Полное секвенирование экзома: особенности выполнения исследования при отсутствии клинических данных пациента

Лаборатория Гемотест выполнила для ребёнка исследование GNP236 «Полное секвенирование экзома без выдачи вторичных находок».

Это исследование позволяет расшифровать экзом — все гены (нуклеотидные последовательности), кодирующие белки. Как правило, оно назначается для уточнения диагноза или поиска оптимальной тактики лечения.

Получив сиквенс (сырые данные), врач-биоинформатик расшифровывает их и сравнивает экзом пациента с референсным экзомом, чтобы найти генетические варианты, которые могли спровоцировать имеющееся заболевание или повлиять на его течение. Для повышения эффективности данной работы перед проведением полноэкзомного секвенирования пациентам рекомендуется предоставить направление от врача или выписку из истории болезни с информацией о диагнозе и ранее выполненных инструментальных и лабораторных исследованиях.

Эта информация позволяет врачу-биоинформатику сфокусироваться на наиболее значимых для конкретного пациента фрагментах экзома и выявить все потенциально опасные (патогенные, вероятно патогенные) генетические варианты или генетические варианты с неизвестным клиническим значением.

Представители пациента предоставили в Лабораторию Гемотест неполный объём клинических данных.
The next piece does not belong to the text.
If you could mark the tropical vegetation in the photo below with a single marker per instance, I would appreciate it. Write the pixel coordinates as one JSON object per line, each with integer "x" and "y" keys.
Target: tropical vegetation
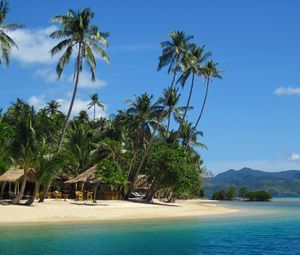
{"x": 153, "y": 137}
В ходе исследования врач-биоинформатик выявил более 850 тыс. генетических вариантов — отличий экзома пациента от референсного экзома. Подобные отличия встречаются в экзоме любого человека и могут никак не влиять на его жизнь и здоровье.

Гемотест выполняет полноэкзомное секвенирование с применением передовой технологии NGS и надёжного оборудования от одного из лидеров рынка генетических технологий Illumina, Inc. Благодаря этому точность прочтения ДНК составляет 99,98%. Средняя глубина покрытия нуклеотидов ≥ X70, доля фрагментов ДНК, покрытых более 10 раз, — не менее 90%. Это значит, что каждый экзон гена прочитывается в ходе исследования в среднем 70 раз. Благодаря усовершенствованной пробоподготовке, приводящей к качественным прочтениям и равномерному покрытию, процент покрытия целевых участков экзома достигает ≥ 96%.

Согласно общепринятым международным и российским рекомендациям, в заключение по результатам полноэкзомного секвенирования принято выносить только те варианты, которые могут быть связаны с предоставленными пациентом клиническими данными и результатами обследований. У этого пациента таких вариантов в ходе исследования обнаружено не было.

Впоследствии пациент заказал анализ полученного в Гемотесте сиквенса в сторонней лаборатории. При этом представители пациента предоставили исполнителю исследования более обширный массив данных из истории болезни и подробную информацию о ранее проведённых исследованиях. Руководствуясь новыми данными, представители сторонней лаборатории нашли в экзоме пациента варианты с неизвестным клиническим значением.

Выводы

Предоставление максимально полной медицинской информации (выписки из истории болезни о диагнозе и предшествующих обследованиях) перед проведением высокотехнологичных генетических исследований, таких как полноэкзомное секвенирование, позволяет получить адекватную и полную интерпретацию результата.